When I asked for suggestions on what to write for a blog, most of my Instagram followers have asked me to write about how to take care of mental health during the ongoing Corona virus panic.
Okay, first things first, Do you want things to go back to normal? Or let me re-frame my question, how badly do you want things to go back to normal? Very badly, right?!
Now, Totally out of the box, WAS NORMAL EVEN WORKING? I know, we all miss going out, we all miss hanging out with friends and we all miss a lot of aspects of the normal life. BUT, haven’t we all dreamt of working from home? Haven’t we all wished for one more Sunday on a random Sunday evening? I am not going to make lemonade out of the lemons now. It is not a great situation. Being locked down is definitely not something any of us wanted. Is there a better thing to do, given the situation right now, though? No, right?! Isn’t it better that we stay home and be safe rather than getting affected by the Corona virus or being the carrier and infecting other people?
PRACTICE RADICAL ACCEPTANCE
Let me simplify it.
When a difficult or unwanted situations arise, there are a few ways how to deal with it.
- If it can be changed, change it.
- If it can not be changed, may be, we feel sad about it. (It is completely normal to feel so.)
- You are done feeling sad. Now, you have to accept the fact that it is what it is. (This doesn’t mean that you are okay with the situation. It’s just that you made peace with the fact that things are the way they are. This makes you feel centered.)
- Now that you have accepted the situation, find ways to cope.
YOUR EMOTIONS ARE VALID. EMBRACE THEM.
Remind yourself that your emotions are valid. Do not be a victim of toxic positivity! Feeling disappointed, scared or anxious? It’s okay to feel them. Suppressing the emotions or even trying to suppress them only results in more damage. So, accept that you are feeling all these emotions. Remind yourself that the thoughts and emotions come and go. They are NOT permanent. Let them flow.
As a person with peak-level anxiety issues, I have realized that resisting negative emotions does no good.
What can you do to regulate them?
- Grounding – List out 5 things you can see, 4 things you can hear, 3 things you can smell, 2 things you can touch and 1 thing you can taste.
- Deep belly breathing – When you are anxious, your breaths tend to get shorter and your nervous system goes into survival mode – the fight or flight response gets activated. Everything gets perceived as a threat. So take a few breaths deep from the belly. It helps. Trust me. I have tried these techniques.
- Meditation – Meditation doesn’t mean you sit still and think nothing. The easiest way to meditate is observing your breath – breathing in and out. It’s that simple. Start with one minute of meditation.
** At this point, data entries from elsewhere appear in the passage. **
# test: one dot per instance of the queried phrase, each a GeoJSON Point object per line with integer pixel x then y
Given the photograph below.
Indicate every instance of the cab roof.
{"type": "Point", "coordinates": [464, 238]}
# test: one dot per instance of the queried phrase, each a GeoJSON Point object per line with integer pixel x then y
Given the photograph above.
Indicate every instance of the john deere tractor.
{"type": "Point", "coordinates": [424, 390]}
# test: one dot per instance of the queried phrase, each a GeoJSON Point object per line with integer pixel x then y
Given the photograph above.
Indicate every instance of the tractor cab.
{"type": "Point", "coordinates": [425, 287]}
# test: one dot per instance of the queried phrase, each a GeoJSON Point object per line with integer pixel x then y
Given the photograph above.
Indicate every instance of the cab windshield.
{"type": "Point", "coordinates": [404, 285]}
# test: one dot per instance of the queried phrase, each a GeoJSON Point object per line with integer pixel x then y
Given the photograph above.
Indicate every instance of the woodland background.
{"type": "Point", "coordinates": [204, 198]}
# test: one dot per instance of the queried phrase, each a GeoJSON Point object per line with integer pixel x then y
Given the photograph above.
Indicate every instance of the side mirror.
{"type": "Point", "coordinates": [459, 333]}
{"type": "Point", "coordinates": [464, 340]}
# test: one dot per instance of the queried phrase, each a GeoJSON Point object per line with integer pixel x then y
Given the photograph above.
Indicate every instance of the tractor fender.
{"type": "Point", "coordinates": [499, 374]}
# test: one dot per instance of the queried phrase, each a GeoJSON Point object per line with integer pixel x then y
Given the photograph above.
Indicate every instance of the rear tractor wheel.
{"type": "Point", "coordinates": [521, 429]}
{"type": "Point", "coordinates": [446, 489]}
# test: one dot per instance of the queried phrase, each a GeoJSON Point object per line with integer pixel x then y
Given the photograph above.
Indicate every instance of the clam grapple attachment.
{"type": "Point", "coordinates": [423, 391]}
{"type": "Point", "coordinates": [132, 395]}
It’s okay.
- Journaling – Imagine you feel very sad or angry.. What do you do? Vent it out. You vent it out in a journal. Write your feelings down.
- Reach out to friends and family – Call your loved ones and talk to them about how you feel. WE ALL ARE IN THIS TOGETHER.
LIMIT THE CONSUMPTION OF NEWS
You would like to stay up-to-date about the information regarding the Corona virus and the global impact it has. But, do not continuously sit and scroll or watch the news. Schedule it for alternate days. If you don’t feel good talking about the death toll, it is okay to set boundaries with your friends. Tell them that you don’t wish to talk about it right now.
LET’S BE GRATEFUL FOR WHAT WE HAVE
If you are reading this blog right now, you definitely have a roof on your head, basic amenities and an internet connection to keep you company. Let’s all take a minute to feel grateful for the things we have. Note down the things you are grateful for, everyday. That improves your overall mood and well-being
Boredom is not a disease. It’s not deadly or dangerous. All that you have to do is find ways to entertain yourself. Learn something new. Learning something new forms new neural pathways in the brain and increases the brain activity. It brings your mood up. Engage in light movement. Get out of that bed and start working out. If you are lazy and prefer to be lazy, that’s fine too. Go binge watch a new series. Do whatever makes you feel better. (Let me know if you guys want me to share ways to escape boredom. I will write another blog about it. I have a list of activities.)
SEEK HELP. REACH OUT TO THERAPISTS OR COUNSELORS.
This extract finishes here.